To find the total gas pressure at equilibrium, we need to determine the partial pressure of each gas in the equilibrium reaction. Since the equation provides the value of Kp, we can use it to find the partial pressures.
At equilibrium, the equation tells us that 2 moles of NaHCO3 will produce 1 mole of Na2CO3, 1 mole of CO2, and 1 mole of H2O.
Let's assume the initial moles of NaHCO3 is "x."
According to the equation, 2 moles of NaHCO3 would produce 1 mole of Na2CO3, CO2, and H2O. Therefore, at equilibrium, we would have x/2 moles of Na2CO3, CO2, and H2O.
Since the total moles of gases at equilibrium is (x/2) + (x/2) + (x/2) = 3x/2 moles.
Now, let's consider the ideal gas law, which states that PV = nRT, where P is the pressure, V is the volume, n is the number of moles, R is the ideal gas constant, and T is the temperature.
Using the ideal gas law, we can express the pressure of each gas in terms of partial pressure:
P(Na2CO3) = (1 mole)(R)(100°C + 273.15K) / V
P(CO2) = (1 mole)(R)(100°C + 273.15K) / V
P(H2O) = (1 mole)(R)(100°C + 273.15K) / V
Since the ideal gas constant "R" cancels out, we can rewrite the pressures in terms of moles and temperature only:
P(Na2CO3) = (1/2)x(100°C + 273.15K) / V
P(CO2) = (1/2)x(100°C + 273.15K) / V
P(H2O) = (1/2)x(100°C + 273.15K) / V
Since the total pressure is the sum of the partial pressures, we can find the total pressure (Ptotal) as follows:
Ptotal = P(Na2CO3) + P(CO2) + P(H2O)
Ptotal = [(1/2)x(100°C + 273.15K) / V] + [(1/2)x(100°C + 273.15K) / V] + [(1/2)x(100°C + 273.15K) / V]
We need to note that the temperature should be converted to Kelvin by adding 273.15 to it.
Therefore, the total gas pressure at equilibrium will be:
Ptotal = (3/2) [(100°C + 273.15K) / V]
Please note that we cannot determine the exact value of Ptotal without knowing the volume of the flask (V).

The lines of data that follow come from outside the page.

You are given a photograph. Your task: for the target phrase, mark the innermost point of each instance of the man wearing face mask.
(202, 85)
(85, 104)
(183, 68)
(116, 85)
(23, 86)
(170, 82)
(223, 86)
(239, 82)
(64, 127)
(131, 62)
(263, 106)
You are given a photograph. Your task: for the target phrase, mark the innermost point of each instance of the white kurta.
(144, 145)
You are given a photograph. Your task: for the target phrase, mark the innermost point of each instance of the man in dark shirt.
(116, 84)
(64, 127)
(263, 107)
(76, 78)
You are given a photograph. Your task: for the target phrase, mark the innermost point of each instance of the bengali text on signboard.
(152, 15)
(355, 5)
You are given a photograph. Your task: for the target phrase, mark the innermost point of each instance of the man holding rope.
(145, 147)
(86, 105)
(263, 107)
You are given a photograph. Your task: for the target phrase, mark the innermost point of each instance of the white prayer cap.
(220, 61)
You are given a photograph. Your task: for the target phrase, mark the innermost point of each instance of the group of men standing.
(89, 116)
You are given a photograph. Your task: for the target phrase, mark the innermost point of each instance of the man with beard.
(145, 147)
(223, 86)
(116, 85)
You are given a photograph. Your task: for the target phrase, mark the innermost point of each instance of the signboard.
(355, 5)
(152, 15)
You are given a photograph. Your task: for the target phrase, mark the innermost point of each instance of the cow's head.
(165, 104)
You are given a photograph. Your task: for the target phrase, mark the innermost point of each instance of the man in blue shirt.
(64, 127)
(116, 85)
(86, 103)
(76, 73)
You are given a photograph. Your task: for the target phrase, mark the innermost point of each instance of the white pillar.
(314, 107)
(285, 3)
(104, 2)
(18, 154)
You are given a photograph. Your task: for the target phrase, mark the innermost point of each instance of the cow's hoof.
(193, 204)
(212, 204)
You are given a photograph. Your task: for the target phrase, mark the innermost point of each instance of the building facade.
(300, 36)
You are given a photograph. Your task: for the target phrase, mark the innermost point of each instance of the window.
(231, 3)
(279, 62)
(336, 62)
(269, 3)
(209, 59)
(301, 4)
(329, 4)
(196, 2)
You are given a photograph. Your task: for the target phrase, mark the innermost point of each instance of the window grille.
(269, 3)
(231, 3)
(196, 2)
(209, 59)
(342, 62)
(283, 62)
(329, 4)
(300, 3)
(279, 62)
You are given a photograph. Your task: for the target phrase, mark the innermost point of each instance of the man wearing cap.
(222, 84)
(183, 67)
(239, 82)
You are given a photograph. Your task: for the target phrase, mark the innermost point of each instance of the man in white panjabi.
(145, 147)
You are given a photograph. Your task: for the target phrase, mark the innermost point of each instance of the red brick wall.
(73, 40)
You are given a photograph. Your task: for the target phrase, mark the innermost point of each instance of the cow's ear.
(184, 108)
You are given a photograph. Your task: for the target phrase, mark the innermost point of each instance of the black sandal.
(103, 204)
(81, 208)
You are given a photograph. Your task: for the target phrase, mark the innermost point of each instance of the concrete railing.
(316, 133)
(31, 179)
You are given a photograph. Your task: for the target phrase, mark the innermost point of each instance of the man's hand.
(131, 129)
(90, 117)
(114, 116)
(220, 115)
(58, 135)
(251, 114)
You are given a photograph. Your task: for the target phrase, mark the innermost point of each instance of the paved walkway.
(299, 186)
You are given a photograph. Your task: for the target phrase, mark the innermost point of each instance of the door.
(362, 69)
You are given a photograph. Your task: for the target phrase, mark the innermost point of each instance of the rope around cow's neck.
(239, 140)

To find the total gas pressure at equilibrium, we need to calculate the partial pressure of each gas and then sum them up.
Given:
Reaction: 2 NaHCO3(s) → Na2CO3(s) + CO2(g) + H2O(g)
Kp = 0.34 at 160 ºC
We are asked to find the total gas pressure at equilibrium when the reaction occurs at 100 ºC. However, since the value of Kp is given at 160 ºC, we need to use the equation relating Kp and temperature to find the Kp value at 100 ºC.
The equation relating Kp and temperature is:
ln(Kp1/Kp2) = ΔHº/R * (1/T1 - 1/T2)
Where:
Kp1 and Kp2 are the equilibrium constants at temperatures T1 and T2 respectively.
ΔHº is the standard enthalpy change of the reaction.
R is the gas constant (8.314 J/(mol·K)).
We can rearrange this equation to solve for the Kp value at 100 ºC.
ln(Kp/0.34) = ΔHº/(8.314 J/(mol·K)) * (1/(273+160 K) - 1/(273+100 K))
ln(Kp/0.34) = ΔHº/(8.314 J/(mol·K)) * (0.0030603084 K⁻¹)
Kp/0.34 = e^(ΔHº/(8.314 J/(mol·K)) * (0.0030603084 K⁻¹))
Kp = 0.34 * e^(ΔHº/(8.314 J/(mol·K)) * (0.0030603084 K⁻¹))
Now, let's substitute the given values:
Kp = 0.34 * e^(ΔHº/(8.314 J/(mol·K)) * (0.0030603084 K⁻¹))
ΔHº = 0 since no temperature change is given
Kp = 0.34 * e^(0/(8.314 J/(mol·K)) * (0.0030603084 K⁻¹))
Kp = 0.34
Since Kp = 0.34 at 100 ºC, we can assume the reaction is close to equilibrium. This means that most of the NaHCO3 has been converted to Na2CO3, and the pressure of CO2 and H2O gases will be negligible.
Therefore, the total gas pressure will be close to zero since the only significant gas present is CO2, and its pressure is negligible.